魔天戦史
「……取り敢えず、ビルに戻ろうか。パラケルススも共に行こう。師紀元帥は、彼を医務室に運んでくれるか?」
「分かりました。その後はどういたしますか?」
「……そうだな……大元帥に、彼の事を少し聞かせて貰おうか。全員が、会議室に集まったら話を聞こう」
「分かりました」
憲蔵達は悪魔の殲滅をしていた兵士達を召集し、全員を地上に帰した後で、揃ってビルに戻った。憲蔵だけは、勇翔を医務室に運んで行った。他の五人は、会議室に向かった。
途中で話を聞き付けたガリスとグレンも合流して、全員が揃って会議室に入ると、中にはもう大元帥が待っていた。
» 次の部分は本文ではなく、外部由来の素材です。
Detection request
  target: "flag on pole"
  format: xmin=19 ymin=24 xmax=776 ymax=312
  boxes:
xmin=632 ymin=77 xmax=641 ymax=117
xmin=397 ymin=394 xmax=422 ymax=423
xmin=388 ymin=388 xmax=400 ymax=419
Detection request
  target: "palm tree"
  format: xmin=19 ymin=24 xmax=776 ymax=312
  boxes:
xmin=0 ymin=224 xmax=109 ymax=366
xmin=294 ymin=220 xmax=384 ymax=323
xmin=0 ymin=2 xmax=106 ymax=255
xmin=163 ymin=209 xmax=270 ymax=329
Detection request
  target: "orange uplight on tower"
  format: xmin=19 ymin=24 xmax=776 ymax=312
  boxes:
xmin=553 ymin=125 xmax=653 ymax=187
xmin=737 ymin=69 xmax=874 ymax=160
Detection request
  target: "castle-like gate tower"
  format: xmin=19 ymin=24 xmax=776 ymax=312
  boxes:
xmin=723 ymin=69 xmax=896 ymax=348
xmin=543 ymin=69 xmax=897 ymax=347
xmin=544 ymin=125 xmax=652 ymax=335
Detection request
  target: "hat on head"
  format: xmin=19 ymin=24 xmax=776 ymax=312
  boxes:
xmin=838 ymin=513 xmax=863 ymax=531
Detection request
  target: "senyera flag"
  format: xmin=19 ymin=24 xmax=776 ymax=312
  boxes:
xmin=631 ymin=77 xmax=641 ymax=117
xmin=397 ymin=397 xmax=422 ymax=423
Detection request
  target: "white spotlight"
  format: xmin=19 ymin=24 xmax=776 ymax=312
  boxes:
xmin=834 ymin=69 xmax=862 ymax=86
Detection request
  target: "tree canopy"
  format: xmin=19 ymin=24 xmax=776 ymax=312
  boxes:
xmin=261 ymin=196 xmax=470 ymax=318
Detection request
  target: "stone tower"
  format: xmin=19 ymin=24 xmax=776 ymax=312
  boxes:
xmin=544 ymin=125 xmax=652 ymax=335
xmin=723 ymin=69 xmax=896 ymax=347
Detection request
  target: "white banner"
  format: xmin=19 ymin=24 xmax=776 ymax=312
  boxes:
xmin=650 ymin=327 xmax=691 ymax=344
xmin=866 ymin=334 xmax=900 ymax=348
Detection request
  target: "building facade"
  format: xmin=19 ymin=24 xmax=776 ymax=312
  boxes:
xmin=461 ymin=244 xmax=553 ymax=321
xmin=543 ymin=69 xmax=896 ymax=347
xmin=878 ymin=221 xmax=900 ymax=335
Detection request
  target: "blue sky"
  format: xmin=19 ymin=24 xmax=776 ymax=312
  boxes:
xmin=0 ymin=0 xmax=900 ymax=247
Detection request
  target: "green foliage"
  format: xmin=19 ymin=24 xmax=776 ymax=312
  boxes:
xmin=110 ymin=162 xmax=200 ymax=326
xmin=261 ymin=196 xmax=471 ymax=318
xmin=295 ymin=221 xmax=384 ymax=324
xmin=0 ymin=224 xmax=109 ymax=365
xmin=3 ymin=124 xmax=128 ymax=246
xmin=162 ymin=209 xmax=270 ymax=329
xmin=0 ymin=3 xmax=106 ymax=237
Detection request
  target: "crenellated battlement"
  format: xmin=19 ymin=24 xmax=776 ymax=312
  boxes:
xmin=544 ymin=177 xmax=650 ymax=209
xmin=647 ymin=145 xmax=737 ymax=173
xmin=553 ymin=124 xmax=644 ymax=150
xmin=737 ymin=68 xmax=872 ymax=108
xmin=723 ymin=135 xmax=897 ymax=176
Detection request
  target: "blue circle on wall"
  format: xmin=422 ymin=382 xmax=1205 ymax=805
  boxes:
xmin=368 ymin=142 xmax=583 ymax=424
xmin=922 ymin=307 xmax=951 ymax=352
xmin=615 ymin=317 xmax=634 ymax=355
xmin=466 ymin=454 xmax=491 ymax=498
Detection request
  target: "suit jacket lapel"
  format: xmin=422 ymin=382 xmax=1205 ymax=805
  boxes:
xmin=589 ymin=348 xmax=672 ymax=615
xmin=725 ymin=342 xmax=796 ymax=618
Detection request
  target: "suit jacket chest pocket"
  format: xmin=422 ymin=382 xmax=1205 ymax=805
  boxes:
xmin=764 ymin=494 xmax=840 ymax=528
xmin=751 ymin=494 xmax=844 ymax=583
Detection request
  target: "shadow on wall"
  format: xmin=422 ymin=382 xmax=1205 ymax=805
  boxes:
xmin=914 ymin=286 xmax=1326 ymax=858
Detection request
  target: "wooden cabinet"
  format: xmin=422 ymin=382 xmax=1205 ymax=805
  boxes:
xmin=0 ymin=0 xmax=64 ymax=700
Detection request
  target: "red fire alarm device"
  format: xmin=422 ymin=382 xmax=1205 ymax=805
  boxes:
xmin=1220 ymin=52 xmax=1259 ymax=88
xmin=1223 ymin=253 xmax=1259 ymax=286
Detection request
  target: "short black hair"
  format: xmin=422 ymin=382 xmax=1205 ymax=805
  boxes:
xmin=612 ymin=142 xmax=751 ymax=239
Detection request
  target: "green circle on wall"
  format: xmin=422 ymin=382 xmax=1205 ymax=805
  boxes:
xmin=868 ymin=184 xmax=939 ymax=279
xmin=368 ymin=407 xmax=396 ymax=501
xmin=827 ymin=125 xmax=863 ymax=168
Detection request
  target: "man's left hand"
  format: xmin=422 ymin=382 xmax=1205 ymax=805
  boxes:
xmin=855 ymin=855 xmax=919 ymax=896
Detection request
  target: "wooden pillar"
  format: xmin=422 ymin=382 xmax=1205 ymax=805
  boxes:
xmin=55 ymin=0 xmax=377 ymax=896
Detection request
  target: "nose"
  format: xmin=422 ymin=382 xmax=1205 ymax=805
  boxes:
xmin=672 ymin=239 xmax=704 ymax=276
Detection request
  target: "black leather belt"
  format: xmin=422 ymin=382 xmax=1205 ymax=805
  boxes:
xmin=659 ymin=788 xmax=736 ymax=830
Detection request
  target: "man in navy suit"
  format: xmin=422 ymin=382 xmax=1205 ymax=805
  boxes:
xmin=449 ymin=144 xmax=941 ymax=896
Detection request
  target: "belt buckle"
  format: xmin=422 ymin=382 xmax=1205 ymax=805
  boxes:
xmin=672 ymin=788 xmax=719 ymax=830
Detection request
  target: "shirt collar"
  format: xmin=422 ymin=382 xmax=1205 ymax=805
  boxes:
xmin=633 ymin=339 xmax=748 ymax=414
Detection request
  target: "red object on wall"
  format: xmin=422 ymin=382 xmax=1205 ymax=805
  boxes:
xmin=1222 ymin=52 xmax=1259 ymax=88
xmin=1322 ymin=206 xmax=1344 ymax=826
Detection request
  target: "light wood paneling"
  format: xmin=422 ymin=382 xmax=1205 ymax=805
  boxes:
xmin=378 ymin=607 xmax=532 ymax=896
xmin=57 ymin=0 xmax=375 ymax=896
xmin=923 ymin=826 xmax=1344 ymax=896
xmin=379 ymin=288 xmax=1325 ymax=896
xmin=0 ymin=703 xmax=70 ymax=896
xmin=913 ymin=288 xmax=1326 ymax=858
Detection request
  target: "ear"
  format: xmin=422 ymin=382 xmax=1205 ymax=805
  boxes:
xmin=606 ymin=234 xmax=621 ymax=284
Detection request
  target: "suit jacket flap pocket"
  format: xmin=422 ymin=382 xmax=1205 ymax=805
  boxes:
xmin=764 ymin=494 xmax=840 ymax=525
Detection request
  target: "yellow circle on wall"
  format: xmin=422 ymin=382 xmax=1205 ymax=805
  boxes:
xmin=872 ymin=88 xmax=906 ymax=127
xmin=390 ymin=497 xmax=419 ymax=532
「……来たね。パラケルススも、来てくれてありがとう。さぁ、皆席に付いてくれ。話があるから来たんだろう?」
皆は席に座った。先に口を開いたのは、大元帥からだった。
「………さて、何を聞きたいのかな?」
大元帥の問いにはユリスが答えた。
「……勇翔の中にいた、ランダについてですが……」
「……あぁ、あれか…」
「……お話し、して戴けますよね大元帥様?」
全員の目が大元帥へと向いていた。そんな時、大元帥がゆっくりと喋り始めた。
「……全ては、あの時始まった……」
「……これでは、修復に暫くかかりそうだな」
憲蔵は勇翔を医務室に預けた後、焼け焦げた監獄室の辺りに来ていた。
「……これ程の力を持っているのか、ランダというのは…」
憲蔵は暫く物思いにふけった後、会議室へと向かった。憲蔵が去った後には、焼け焦げた跡を修復しようと、兵士や科学者達がかけずりまわっていた。